It is well known that cancer cells undergoing EMT lose the epithelial adhesion characteristics and the apical-basal polarity, acquiring a more aggressive mesenchymal phenotype characterized by increased migratory and invasive properties [46]. In this study, we provide evidence that in the NSCLC cells, CytoMix treatment significantly increases cell motility and cell invasion properties, as demonstrated with the scratch assay and cell invasion assay. Furthermore, growing evidence suggests that mitochondrial localization in tumor cells can be reprogrammed based on intracellular and extracellular signals, resulting in the shift of tumor cells from a proliferative to an invasive phenotype, and vice versa [82,83,84]. Starting from these considerations, we evaluated the mitochondrial localization, both in A549 and in Calu-1 treated with CytoMix, demonstrating that the cell morphological shift towards a mesenchymal phenotype is accompanied by the abundance of mitochondria at the cell periphery. This morphological and functional shift, suggestive of the acquisition of a more aggressive tumor cell phenotype, has been associated in our experimental model with changes in the expression level of classic EMT markers, such as loss of epithelial E-cadherin and upregulation of mesenchymal Vimentin.

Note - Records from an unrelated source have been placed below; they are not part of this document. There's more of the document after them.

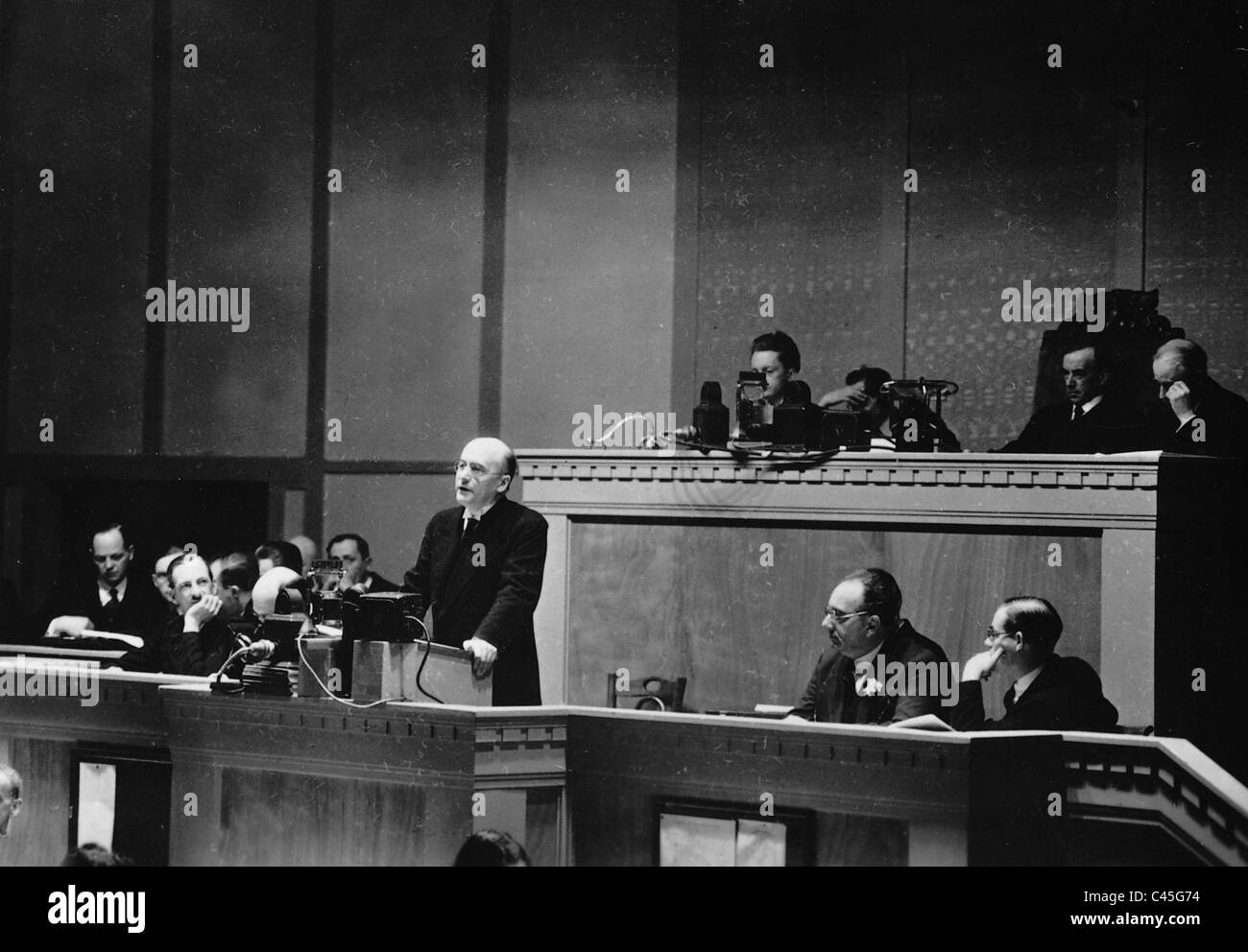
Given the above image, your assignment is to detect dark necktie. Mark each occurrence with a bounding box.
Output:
[459,515,481,552]
[841,661,858,724]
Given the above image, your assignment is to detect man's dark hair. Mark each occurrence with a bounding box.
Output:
[456,830,531,866]
[0,764,21,799]
[324,533,372,559]
[91,523,132,549]
[845,365,893,396]
[750,331,802,370]
[1001,595,1062,652]
[841,569,901,625]
[61,844,130,866]
[217,552,259,591]
[1062,337,1114,373]
[256,539,303,575]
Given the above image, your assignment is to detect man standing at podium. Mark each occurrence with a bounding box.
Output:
[403,437,546,706]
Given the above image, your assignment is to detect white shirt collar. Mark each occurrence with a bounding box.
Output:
[853,639,887,674]
[1070,393,1105,419]
[465,495,498,529]
[95,578,130,606]
[1015,661,1048,702]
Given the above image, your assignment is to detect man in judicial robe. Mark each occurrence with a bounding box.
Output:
[789,569,956,724]
[35,523,169,639]
[1149,341,1248,458]
[403,438,546,706]
[117,554,236,678]
[948,595,1118,731]
[1001,344,1147,453]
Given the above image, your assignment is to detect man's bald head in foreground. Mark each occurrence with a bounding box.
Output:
[456,437,516,515]
[1153,340,1210,386]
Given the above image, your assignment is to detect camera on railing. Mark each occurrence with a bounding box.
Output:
[303,559,344,628]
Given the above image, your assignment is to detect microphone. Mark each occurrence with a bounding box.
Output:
[234,637,277,661]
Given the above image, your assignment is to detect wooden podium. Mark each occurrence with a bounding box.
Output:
[350,641,494,707]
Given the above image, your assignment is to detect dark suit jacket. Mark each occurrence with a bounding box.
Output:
[1148,379,1248,457]
[1001,395,1148,453]
[793,620,948,724]
[33,573,170,639]
[403,495,546,706]
[117,615,234,678]
[949,655,1118,731]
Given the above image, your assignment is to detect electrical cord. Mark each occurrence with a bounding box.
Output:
[403,615,445,703]
[295,635,403,710]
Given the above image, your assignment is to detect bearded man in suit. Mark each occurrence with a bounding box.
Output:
[403,437,546,706]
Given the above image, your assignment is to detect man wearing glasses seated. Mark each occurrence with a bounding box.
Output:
[949,595,1118,731]
[789,569,957,724]
[403,437,546,706]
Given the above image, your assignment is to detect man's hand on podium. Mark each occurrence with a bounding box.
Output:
[465,637,498,678]
[44,615,95,637]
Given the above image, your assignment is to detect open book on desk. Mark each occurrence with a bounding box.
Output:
[44,628,144,648]
[889,714,953,731]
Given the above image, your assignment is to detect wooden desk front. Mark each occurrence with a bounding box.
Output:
[519,449,1245,774]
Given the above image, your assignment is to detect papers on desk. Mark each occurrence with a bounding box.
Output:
[889,714,953,731]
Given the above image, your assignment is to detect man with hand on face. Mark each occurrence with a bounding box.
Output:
[787,569,946,724]
[117,553,247,678]
[153,545,182,614]
[403,437,546,706]
[325,533,398,591]
[36,523,169,639]
[949,595,1118,731]
[1001,344,1147,453]
[1148,341,1248,458]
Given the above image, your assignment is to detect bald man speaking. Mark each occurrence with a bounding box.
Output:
[403,437,546,706]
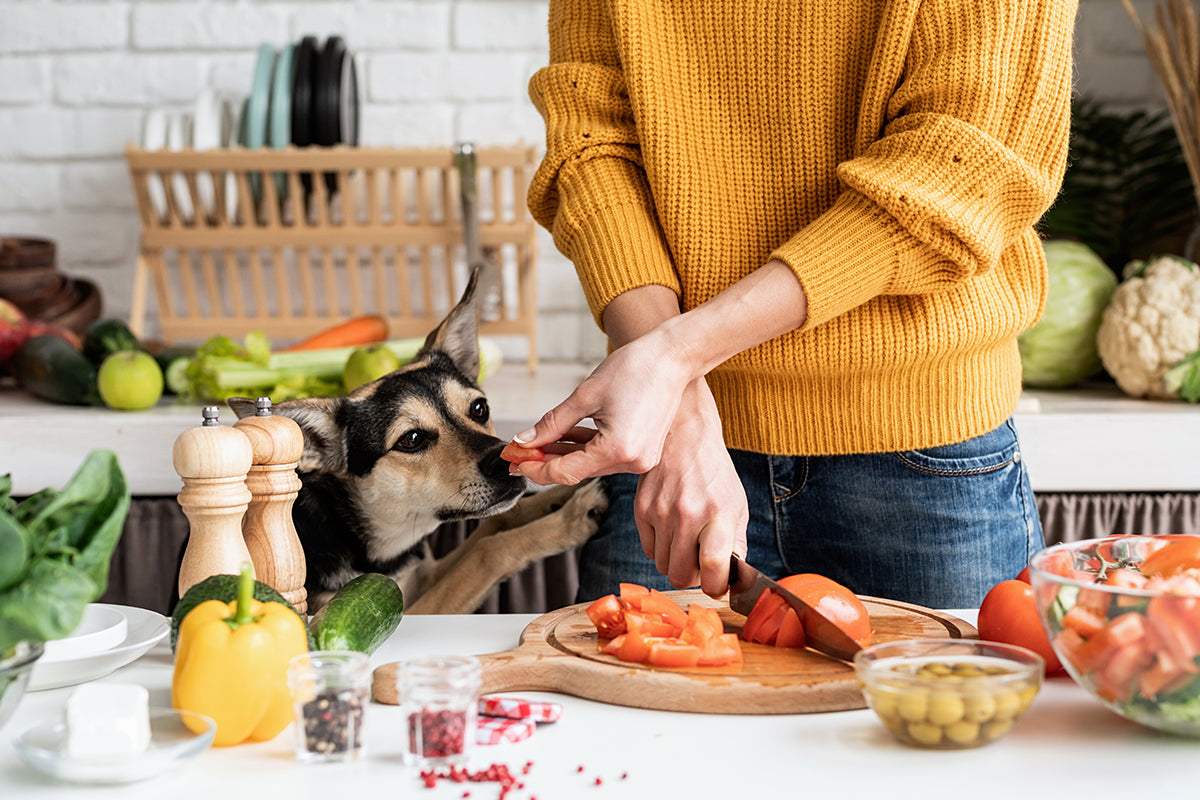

In the last decade, the notion of cancer stem-like cells (CSCs) has emerged and assumed increasing scientific relevance. This subset of undifferentiated cancer cells within the tumor bulk is characterized by pluripotency and self-renewal capability, and by the ability to generate heterogeneous cell lines and to promote tumor progression [85,86]. Increasing evidence shows that CSCs can cause tumor recurrence and metastasis, as they have a crucial role also in drug resistance acquisition [87,88]. The increased expression of cell surface markers CD133 and CD146 in NSCLC cells treated with cytokine mixture suggested that treatment promotes cell stemness, thus contributing to the cancer progression process.
Although targeting and immunotherapy have revolutionized cancer care, chemotherapy-based treatment remains the gold standard for patients with NSCLC. Nonetheless, resistance to chemotherapy causes treatment failure and eventually death.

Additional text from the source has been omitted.